By Taddeo Bwambale
President Yoweri Museveni has asked ministers to focus their efforts on wealth creation and food security to spur the country’s development.
Museveni was on Thursday addressing the ministers at a retreat in Kampala to discuss the annual half-year performance report for the financial year 2012/2013.
The assistant commissioner for monitoring and evaluation, Timothy Lubanga revealed the President’s remarks while briefing journalists about the forthcoming evaluation week organised by his office.
The state minister for general duties in the Office of the Prime Minister, Prof Tarsis Kabwegyere, told the New Vision that performance reviews were intended to identify areas of improvement in service delivery.
Permanent secretaries, chairpersons of local governments and resident district commissioners are attending the retreat at the new Government office building.
The five-day evaluation week which opens on March 4 will draw experts from Benin, Colombia, Pakistan, Ghana, Rwanda, Fiji, Mexico, South Africa and UK to discuss best practices in evaluation of Government programmes.
Lubanga said Uganda would benefit from the experience of other states while sharing her own successes.
The participants will attend a baraza (open public discussion) in Jinja, where local leaders explain to their electorate how they spent resources provided by Government.

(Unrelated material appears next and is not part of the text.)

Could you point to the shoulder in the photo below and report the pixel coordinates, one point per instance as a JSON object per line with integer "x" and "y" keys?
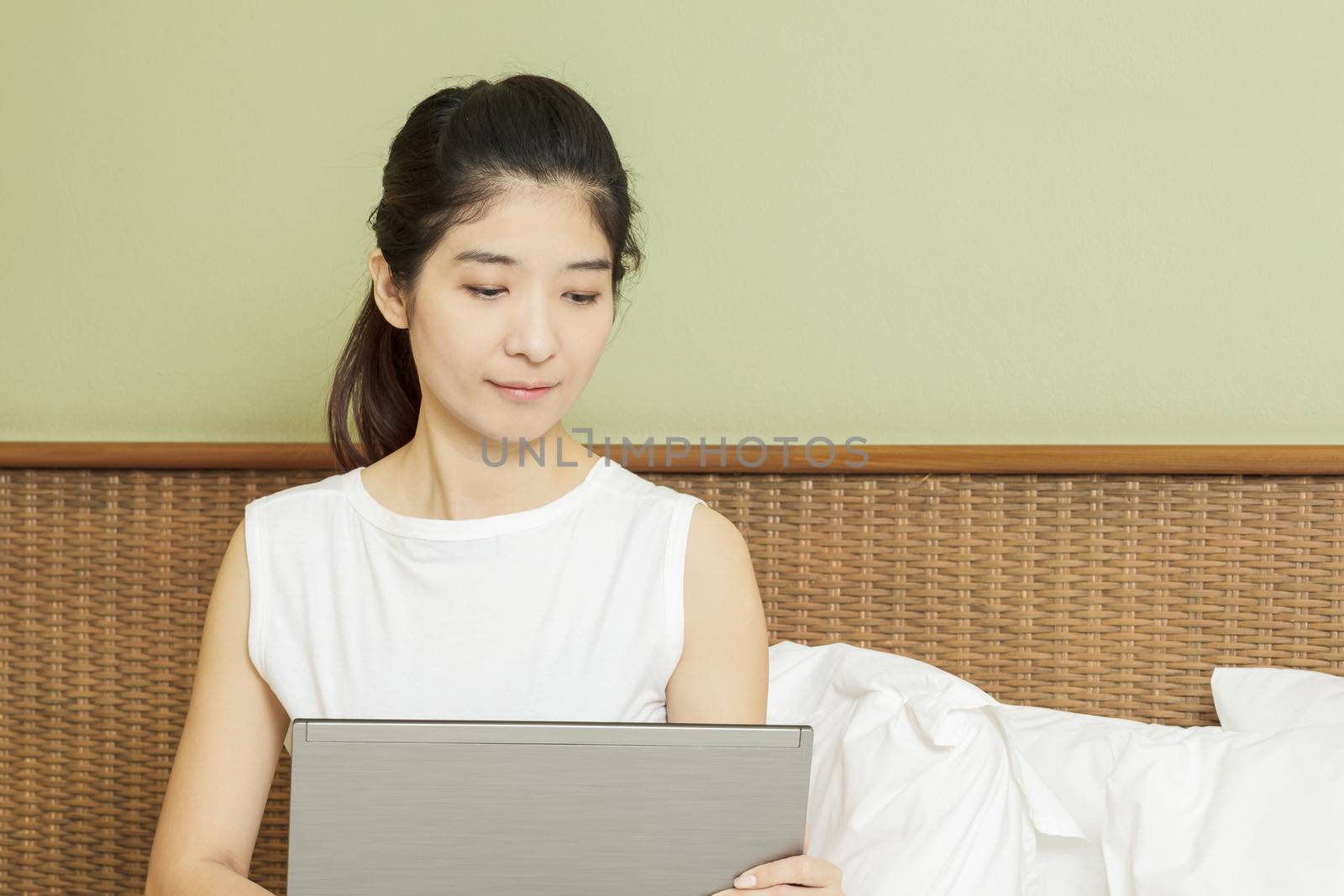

Lubanga observed that Uganda had made improvements in public sector performance measurement and financial management through initiates including the barazas.
He, however, noted some weakness in oversight over the use of public funds and the use of data to strengthen performance and accountability.
“The use of data to strengthen performance is generally weak. The regular evaluation of public programmes is also sparse, with about 85% of those commissioned by development partners, not Government,” he explained.
Lubanga also cited the lack of sound management information systems which exist in only five ministries, while annual sector reviews cover less than a third of all the sectors.